Thursday, October 30, 2014

Players gonna plaid

The tartan patterned plaid shirt is like hot chocolate on a nippy day. Comforting, yet never goes out of style. Plaid isn't just confined to the kilts of the hot Scottish men or the sexy school girl outfit *cough* and here at FTLOFAOT, I give you my own version of the plaid look. In this weather where I was seemingly undecided about whether it was chilly enough for a jacket or warm enough to just float about in my maxis, I decided to do a little cool layering with my dependable custom made black maxi dress and the plaid shirt. Its certainly hipster since the floaty maxy and the shirt both exude a very devil-may-care vibe, but hey, turns out the devil does care and teams up a leopard print clutch against the plaid shirt.

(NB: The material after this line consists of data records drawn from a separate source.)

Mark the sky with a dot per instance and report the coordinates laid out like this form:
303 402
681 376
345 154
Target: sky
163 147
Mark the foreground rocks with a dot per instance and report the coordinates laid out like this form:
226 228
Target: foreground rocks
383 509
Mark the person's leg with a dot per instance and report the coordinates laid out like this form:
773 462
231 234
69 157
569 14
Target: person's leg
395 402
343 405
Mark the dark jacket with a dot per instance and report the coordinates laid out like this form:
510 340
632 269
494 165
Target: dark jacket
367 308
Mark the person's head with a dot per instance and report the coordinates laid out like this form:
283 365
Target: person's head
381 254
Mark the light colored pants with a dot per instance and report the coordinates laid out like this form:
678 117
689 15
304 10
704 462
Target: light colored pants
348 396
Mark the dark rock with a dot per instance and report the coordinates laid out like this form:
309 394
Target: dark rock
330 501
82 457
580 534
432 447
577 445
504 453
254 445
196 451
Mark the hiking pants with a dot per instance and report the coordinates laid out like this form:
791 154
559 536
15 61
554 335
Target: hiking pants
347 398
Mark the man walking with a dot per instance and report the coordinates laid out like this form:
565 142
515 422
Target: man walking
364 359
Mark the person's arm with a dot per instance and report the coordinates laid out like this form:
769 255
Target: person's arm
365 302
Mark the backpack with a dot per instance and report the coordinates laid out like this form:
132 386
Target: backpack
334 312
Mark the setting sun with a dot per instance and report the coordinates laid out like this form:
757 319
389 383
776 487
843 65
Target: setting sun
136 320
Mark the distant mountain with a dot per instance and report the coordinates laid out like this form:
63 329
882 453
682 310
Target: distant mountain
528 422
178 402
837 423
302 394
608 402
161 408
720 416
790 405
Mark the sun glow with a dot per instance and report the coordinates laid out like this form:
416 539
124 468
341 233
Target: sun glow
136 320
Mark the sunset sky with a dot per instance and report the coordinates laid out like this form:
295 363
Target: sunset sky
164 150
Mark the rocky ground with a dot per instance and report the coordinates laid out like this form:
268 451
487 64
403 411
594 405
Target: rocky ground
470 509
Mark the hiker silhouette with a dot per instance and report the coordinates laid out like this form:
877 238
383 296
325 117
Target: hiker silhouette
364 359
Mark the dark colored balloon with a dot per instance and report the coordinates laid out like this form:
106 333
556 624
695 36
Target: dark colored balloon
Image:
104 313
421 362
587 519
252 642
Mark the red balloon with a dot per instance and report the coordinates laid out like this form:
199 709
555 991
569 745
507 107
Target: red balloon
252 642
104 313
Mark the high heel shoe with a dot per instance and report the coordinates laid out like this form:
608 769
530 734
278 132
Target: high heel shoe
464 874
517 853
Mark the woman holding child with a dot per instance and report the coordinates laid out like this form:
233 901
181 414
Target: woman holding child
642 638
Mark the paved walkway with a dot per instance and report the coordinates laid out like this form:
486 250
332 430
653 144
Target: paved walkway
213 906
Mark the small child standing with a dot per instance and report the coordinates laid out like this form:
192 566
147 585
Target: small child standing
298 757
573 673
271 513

Hair, Brooklyn-ish gold hoops and black multi-strapped flat sandals could easily be classified as norm core but thats the thing, I always do norm core in parts and elements.
This was my outfit for Day 4 of the Wills Lifestyle India Fashion Week and the photographs are courtesy the lovely couple behind The Fashion Flite.

Plaid shirt: Zara
Black maxi dress: Custom stitched
Black strappy sandals: Forever 21
Portfolio clutch: ASOS
Gold Loops: Forever 21

Till the next post,

Monday, October 20, 2014

Back to the roots

Now is a good time as any to go back to the roots. With design mavens like Sanjay Garg for Raw Mango, Vaishali S, Wendell Rodricks teaching us a thing or two about going back to the Indian textiles, the design scene in India looks richer than ever before. The saree in khadi, matka silk, chanderi and other hand spun textiles is suddenly the new cool option. Not to say that it ever was not. India's design history has always been rich and our resources are never ending. The man power is talented and it is phenomenal what a little tapping into it can do. But these designers with interesting cuts and drapes are making these options seem so much more appealing to everyone. I for one am sold.
To the outfit now. With an attempt to do a half drape saree, this look is the more earthy and unkempt one amongst the two that we shot for my friend's college project. The half saree look can be achieved this Diwali even without the complications of the whole nine yards. Take a cue from the photos and you definitely run the chance of upping the style quotient at that coveted Diwali party. ;)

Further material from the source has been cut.